January 22, 2009
Most folks think that the 2008 election was unusually long, but those of us who study American political history know that it was nothing compared to the 1828 grudge-match election between incumbent John Quincy Adams and Andrew Jackson. Jackson had won the popular vote in 1824, but not the Electoral College, which threw the election into the hands of the House of Representatives. Speaker of the House Henry Clay used his political capital to swing the presidency over to John Quincy Adams despite the fact that his home state of Kentucky was the only state in the Union to instruct its Representatives how to vote and it specifically asked Clay to vote for Jackson. But, Clay was the "Judas of the West" who had betrayed the will of the people in exchange for the office of Secretary of State. Jackson's home state of Tennessee re-nominated him for president almost as soon as JQA was inaugurated and Jackson spent the next four years attacking Clay and Adams, building a nationwide coalition of voters (with help from Martin Van Buren), and defending himself from the dirty smear campaign organized by Clay.
Jackson's organization paid off: this time he swept the Electoral College 178 to 83. Jackson was able to achieve his victory by taking advantage of the recent changes in suffrage laws and organizing the new (white, male) voters into Democratic partisans. While only 365,833 citizens had cast their vote in 1824, Jackson's campaign efforts lead 1,148,018 citizens to cast their vote in 1828. It's largely because of the dramatic increase in voter turnout that we often think of the election of 1828 as ushering in a new "era of the common man." Yet, while today we celebrate the rise of Jacksonian Democracy, the increase in political participation filled some members of the traditional elite with dread in 1828.
“My opinion is," wrote Daniel Webster as Jackson and his supporters made their way to Washington D.C. for his March 4, 1829 inauguration, "that when he comes he will bring a breeze with him. Which way it will blow, I cannot tell. My fear is stronger than my hope." When Webster saw the deluge of hungry supporters who crammed into Washington and--if we can believe the accounts of the traditional Washington elite--nearly destroyed the White House, then he knew that his worst fears had materialized and Jackson had brought the mob with him to govern.

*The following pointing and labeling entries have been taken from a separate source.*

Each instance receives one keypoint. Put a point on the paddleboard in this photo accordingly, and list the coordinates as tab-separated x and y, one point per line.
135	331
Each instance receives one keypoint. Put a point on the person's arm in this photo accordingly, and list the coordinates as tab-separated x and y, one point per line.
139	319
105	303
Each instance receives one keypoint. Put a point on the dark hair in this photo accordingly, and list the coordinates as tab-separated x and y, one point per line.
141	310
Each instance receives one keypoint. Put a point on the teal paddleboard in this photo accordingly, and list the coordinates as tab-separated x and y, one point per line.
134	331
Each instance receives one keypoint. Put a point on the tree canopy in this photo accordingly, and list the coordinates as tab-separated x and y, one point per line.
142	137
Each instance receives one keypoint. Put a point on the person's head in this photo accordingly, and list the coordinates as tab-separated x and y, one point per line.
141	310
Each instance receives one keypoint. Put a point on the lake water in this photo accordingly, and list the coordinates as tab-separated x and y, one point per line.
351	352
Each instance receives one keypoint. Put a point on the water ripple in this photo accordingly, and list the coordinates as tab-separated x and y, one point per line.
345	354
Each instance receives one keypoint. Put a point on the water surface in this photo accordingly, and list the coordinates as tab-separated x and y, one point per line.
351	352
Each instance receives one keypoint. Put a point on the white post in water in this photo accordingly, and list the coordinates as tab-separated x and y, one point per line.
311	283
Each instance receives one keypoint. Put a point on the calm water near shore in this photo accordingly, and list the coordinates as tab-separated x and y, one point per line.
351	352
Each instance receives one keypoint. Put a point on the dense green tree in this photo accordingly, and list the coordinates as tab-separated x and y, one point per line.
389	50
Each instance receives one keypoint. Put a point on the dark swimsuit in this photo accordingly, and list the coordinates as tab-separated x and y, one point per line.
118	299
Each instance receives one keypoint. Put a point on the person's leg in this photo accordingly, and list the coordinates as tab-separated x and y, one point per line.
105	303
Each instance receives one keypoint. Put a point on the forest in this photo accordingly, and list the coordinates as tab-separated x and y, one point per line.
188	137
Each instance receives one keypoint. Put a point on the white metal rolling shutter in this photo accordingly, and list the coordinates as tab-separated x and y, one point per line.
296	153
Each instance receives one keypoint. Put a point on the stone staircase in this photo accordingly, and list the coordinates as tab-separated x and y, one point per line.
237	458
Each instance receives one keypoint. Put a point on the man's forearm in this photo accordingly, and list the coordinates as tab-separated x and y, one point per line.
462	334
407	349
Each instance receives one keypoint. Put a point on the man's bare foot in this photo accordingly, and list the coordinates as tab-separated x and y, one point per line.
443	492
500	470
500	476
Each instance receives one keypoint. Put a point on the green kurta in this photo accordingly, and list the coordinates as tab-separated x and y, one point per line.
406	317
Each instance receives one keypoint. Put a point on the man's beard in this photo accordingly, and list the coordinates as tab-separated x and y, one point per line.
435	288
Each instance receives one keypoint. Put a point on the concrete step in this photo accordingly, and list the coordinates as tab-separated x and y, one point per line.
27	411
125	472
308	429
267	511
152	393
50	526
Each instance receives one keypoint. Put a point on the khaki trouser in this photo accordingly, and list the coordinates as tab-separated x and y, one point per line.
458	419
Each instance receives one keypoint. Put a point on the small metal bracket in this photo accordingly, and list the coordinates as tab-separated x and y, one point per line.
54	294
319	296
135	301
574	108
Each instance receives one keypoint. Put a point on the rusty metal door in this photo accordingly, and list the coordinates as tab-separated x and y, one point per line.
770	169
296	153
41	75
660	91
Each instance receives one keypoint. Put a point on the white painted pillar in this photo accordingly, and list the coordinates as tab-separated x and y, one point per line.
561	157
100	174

What's all this got to do with President Obama's inauguration on Tuesday? Obviously the Democratic Party of Andrew Jackson and the Democratic Party of Barack Obama are not the same. Indeed, if Jackson had had his way, then there would have never been anything like a Barack Obama in American politics at all. Yet, there are the obvious parallels about the contentious election, the long and bitter campaign, and the dramatic increase in voter turnout. The democratic masses certainly deluged Washington, D.C. on Tuesday to witness history and take their place next to their hero's side, but I was thinking of something else: partisanship.
Of note in Obama's campaign, transition, and the first few hours in office is his professed desire to end politics as usual, to end partisanship, to end blind decision making based solely upon ideology and to take good ideas from wherever they might come. In other words, one way to think about what Barack Obama has been up to for the last two years is to say that he was trying to reverse the partisanship introduced into American politics by Andrew Jackson. Jackson used partisanship to rally the common man to support his candidacy while Obama used anti-partisanship to do the same thing. The results were the same: in both instances the nation rallied to support their hero and rushed to Washington to take part in the Inauguration.
In both instances the people viewed the triumph of the party as their own personal triumph.
President Jackson did little to empower the people, nor did the nation become a democracy with the rise of Jacksonian democracy. Andrew Jackson enabled partisanship, not democracy. Therefore, Barack Obama's election might have finally reversed Andrew Jackson's: Obama may have turned Americans from partisans back to citizens. We will have to wait and see whether or not President Obama encourages active citizenship, I for one, am hopeful that the Age of Jackson is finally over.